I am excited about this new website; this first journal entry and to finally share a portfolio of beautiful people, designs, details, and emotions!
This journal may not only by my portfolio of photos, but may also become a set of entries of thoughts I come to understand and learn overtime that I want to share with you.
My life has changed so much in the past 18 months; completely flipped upside down from what I considered and accepted was to be my "normal life". Some of it is for the better, and some of it should just be filed away as memories. Where I now begin the next chapter...for me, I guess I would say is an entire new book!
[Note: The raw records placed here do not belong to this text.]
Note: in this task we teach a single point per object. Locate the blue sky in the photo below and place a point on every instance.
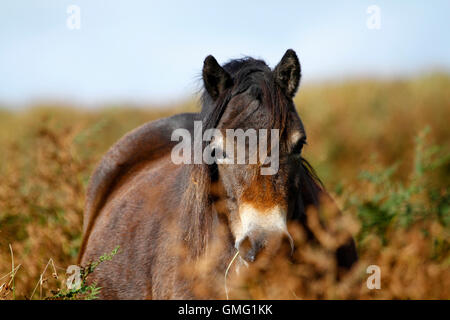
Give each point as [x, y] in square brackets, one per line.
[146, 51]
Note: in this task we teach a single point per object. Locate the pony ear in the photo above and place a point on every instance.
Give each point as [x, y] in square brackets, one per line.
[288, 73]
[215, 78]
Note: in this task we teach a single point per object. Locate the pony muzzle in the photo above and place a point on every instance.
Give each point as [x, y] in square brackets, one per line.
[262, 232]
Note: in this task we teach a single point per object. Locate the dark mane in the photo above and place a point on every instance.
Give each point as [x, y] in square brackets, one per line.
[245, 72]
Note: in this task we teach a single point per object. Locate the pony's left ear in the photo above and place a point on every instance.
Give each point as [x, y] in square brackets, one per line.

This past year I tried to hold on to moments of what took place before and what was taking place presently, focusing on things that were just stressful and not working out. I was hurt, sad, confused and felt like in a room full of people, I was still so alone. I couldn't see where my life was headed! I had trouble looking toward positive insight to help me move forward. Letting go of everything seemed so scary, because of the unknown road that lay ahead of me. Where it is easy to remain content in a comfort zone of resentment, who really wants to live like that, honestly? When it is difficult to see past hard times and sad events, it is surprising to find that inner strength needed to get through it all and move forward. And in everyone's own personal story, I'm sure you can relate in some way. But TIME is what is truly needed. Time is so hard! It feels like it just takes forever—but still it must be endured. Where I still have memories that make some days a little more blue than others, time allowed me to unload all of those thoughts of anger, helped me understand and heal, forgive others, and forgive myself so I can see the greatness in myself that I kept pushing down because I felt like I didn't deserve to be heard and noticed.
It is amazing to actively feel the positive momentum of what life has presented to me to change for the better. In trying to be the best I can be, I love staying healthy and fit; taking on challenging activities and adventures. I am trying to feed my mind of knowledge and positive guidance, where it is helping me reach in to my heart to find the creativity I have longed for. I am so grateful for all those individuals in my life that has helped me find this and continue to be a positive role.
With all that said, I cannot wait to meet and work with all the people I will cross paths with going forward! I am excited about the weddings I have booked this year—and there is still room for more! Thank you for taking the time to read and glance through the new website.